Russia’s military intervention in Syria is aimed at stabilizing the region and 
may benefit Israel more than Iran, Hezbollah, or the Assad regime, according to 
an article by Beirut-based journalist Nicholas Noe writing in Foreign Affairs. 

What’s intriguing about Noe’s analysis is that he has close ties to Hezbollah 
and its leader, Hassan Nasrallah, who have argued the opposite: that Russia’s 
more forceful entry into the conflict will tilt the Middle East power balance 
in favour of Iran and its Shia allies and away from the US and Israel and their 
allied pro-Western regimes. Many Western commentators, fearful of that 
development, share this view. 

But Noe argues (correctly, IMO) that the intervention is aimed at halting the 
advance of the various Sunni militias backed by Saudi Arabia, the Gulf states, 
and Turkey - creating the conditions for a peace settlement which results in 
some form of power-sharing between the Assad regime and the rebels. Beyond 
that, “Russia maintains relatively close ties with Israel, and has little 
interest in aiding Iran and Hezbollah’s anti-Zionist agenda”. 
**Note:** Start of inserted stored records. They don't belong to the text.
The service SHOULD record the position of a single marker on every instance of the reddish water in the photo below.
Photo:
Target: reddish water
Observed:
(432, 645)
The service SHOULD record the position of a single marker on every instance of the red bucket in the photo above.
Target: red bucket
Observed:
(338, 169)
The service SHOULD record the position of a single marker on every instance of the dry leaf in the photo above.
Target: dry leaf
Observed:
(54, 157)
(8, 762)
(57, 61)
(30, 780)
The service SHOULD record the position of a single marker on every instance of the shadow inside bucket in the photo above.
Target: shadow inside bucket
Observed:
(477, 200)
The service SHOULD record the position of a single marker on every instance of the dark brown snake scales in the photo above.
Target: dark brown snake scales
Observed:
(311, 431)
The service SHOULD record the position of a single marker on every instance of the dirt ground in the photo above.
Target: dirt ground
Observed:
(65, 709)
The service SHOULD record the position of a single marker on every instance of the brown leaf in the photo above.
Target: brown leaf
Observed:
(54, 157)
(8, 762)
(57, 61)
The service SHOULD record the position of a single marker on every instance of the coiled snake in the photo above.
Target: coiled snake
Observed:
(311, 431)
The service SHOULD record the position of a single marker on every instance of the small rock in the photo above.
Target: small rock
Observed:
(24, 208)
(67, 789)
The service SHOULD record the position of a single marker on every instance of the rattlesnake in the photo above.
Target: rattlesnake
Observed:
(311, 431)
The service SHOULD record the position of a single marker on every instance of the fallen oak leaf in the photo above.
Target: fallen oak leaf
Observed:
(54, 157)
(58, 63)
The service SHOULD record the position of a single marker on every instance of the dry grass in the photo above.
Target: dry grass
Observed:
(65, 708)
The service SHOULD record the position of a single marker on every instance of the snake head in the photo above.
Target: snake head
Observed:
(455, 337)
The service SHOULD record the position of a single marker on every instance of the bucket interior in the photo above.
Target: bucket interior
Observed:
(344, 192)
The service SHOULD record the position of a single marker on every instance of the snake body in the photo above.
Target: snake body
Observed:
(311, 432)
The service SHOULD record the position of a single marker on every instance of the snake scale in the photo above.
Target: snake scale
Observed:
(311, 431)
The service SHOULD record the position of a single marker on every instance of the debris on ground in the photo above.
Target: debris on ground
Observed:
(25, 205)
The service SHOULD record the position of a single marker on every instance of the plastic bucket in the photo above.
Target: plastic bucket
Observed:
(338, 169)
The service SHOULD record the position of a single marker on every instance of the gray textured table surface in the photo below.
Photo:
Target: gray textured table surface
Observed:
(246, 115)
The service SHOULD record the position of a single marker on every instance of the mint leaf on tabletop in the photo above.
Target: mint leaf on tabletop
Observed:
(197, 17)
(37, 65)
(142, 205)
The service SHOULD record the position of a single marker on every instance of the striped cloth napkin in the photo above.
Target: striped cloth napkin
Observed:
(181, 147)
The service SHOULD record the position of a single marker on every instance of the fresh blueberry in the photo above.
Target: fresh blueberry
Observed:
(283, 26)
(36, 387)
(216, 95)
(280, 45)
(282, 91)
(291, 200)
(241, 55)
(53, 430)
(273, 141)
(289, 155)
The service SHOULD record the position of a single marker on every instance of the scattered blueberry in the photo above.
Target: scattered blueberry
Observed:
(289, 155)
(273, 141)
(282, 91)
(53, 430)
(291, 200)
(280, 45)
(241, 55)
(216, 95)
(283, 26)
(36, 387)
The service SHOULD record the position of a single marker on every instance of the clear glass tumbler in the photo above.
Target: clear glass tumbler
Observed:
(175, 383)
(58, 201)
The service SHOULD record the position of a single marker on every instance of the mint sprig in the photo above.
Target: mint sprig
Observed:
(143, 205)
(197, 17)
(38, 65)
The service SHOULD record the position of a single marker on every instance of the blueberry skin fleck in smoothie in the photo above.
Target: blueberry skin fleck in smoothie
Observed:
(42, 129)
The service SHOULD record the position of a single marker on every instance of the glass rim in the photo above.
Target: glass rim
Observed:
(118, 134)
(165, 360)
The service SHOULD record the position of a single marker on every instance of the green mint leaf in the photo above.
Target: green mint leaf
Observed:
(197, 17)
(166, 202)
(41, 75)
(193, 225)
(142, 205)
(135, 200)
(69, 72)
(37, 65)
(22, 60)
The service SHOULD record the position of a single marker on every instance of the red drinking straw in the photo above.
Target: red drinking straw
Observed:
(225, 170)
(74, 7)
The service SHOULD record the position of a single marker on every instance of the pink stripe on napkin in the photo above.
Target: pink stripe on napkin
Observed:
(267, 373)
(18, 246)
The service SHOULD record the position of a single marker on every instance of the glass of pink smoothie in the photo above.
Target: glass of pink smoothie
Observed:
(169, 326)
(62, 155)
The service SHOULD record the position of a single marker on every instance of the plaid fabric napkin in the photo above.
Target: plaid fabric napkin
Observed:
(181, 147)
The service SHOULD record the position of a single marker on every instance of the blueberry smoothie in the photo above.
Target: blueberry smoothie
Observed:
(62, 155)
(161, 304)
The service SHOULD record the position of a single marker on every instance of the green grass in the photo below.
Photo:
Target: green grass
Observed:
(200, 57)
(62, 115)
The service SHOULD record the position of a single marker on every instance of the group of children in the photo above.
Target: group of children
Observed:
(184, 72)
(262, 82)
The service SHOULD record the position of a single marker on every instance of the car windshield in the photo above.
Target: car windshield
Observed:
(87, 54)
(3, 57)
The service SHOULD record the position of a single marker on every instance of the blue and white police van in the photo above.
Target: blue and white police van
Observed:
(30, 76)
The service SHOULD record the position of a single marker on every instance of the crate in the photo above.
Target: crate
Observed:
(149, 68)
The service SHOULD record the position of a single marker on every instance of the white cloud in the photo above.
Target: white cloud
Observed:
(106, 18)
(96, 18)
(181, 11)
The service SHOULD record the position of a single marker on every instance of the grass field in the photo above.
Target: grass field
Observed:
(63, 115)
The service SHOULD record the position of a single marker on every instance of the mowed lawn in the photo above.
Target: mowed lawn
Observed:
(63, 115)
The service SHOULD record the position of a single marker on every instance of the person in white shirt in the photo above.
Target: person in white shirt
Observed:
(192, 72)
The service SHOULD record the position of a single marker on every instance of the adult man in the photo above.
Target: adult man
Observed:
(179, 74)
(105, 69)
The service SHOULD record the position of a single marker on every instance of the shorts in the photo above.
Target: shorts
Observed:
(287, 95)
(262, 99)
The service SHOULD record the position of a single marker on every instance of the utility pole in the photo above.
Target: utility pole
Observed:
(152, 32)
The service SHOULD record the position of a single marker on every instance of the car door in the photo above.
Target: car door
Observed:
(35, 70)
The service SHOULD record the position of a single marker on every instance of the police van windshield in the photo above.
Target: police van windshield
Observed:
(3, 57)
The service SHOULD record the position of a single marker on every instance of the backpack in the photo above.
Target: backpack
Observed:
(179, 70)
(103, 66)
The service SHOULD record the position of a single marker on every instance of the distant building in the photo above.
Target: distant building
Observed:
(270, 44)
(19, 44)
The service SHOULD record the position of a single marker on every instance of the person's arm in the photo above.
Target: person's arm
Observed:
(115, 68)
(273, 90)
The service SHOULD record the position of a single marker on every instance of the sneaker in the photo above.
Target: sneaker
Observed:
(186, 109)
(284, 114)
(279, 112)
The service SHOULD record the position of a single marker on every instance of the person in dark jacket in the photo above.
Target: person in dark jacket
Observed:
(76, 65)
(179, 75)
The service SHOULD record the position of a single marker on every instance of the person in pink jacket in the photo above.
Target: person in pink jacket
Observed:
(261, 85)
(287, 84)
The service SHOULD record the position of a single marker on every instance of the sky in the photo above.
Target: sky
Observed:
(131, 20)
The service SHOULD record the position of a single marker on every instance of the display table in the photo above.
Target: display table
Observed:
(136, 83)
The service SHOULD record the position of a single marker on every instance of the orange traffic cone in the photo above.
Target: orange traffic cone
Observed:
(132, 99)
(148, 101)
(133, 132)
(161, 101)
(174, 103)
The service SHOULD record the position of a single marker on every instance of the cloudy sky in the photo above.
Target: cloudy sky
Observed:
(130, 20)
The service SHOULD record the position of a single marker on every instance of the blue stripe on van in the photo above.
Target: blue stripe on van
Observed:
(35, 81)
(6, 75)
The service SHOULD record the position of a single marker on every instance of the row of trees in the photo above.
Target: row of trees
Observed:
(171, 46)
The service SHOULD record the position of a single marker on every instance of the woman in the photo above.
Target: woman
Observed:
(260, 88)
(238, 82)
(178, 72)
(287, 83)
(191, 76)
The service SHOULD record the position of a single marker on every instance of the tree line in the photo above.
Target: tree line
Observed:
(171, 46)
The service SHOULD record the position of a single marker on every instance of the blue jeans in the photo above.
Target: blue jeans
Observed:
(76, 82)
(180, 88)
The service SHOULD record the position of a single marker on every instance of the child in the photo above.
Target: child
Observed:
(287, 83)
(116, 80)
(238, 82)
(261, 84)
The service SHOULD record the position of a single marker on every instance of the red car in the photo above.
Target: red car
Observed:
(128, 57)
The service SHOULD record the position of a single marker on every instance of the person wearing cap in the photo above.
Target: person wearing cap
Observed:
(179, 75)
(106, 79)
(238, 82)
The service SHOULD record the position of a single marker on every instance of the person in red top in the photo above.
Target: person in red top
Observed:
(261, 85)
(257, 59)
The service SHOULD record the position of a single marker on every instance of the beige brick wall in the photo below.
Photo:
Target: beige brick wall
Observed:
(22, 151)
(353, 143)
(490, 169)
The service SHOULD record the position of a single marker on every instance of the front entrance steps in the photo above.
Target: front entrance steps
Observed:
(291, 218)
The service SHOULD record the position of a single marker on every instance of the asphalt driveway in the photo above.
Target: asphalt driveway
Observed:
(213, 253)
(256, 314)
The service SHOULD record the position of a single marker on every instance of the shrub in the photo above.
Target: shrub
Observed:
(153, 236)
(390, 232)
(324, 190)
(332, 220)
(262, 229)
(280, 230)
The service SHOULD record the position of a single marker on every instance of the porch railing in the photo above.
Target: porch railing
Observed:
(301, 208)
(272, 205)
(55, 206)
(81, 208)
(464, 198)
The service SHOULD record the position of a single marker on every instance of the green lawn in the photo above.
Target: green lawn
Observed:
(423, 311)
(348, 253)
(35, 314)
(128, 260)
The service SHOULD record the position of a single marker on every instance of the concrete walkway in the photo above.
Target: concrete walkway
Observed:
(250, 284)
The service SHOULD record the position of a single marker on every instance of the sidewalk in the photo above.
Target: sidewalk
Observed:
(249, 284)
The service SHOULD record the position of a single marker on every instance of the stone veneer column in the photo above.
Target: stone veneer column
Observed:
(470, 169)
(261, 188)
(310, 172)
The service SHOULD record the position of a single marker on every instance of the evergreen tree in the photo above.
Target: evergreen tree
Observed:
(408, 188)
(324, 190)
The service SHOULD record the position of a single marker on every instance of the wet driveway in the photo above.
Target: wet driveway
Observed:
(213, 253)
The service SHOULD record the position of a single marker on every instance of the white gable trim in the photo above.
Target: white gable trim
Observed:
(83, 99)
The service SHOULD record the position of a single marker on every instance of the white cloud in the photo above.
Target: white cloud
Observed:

In fact, Russia is more likely to use its influence to restrain their efforts 
to develop a military counter-weight to the Israelis - in which case, it will 
may prove to be a more effective interlocutor than than the US, which is deeply 
distrusted by the Iranians, Hezbollah, Hamas, and the various Shia militias in 
the region. Noe thinks “Israel will now be able to turn to a powerful and 
sympathetic contact at the center of the pro-Assad coalition should the 
conflict begin to pose a more severe threat to Israeli interests.”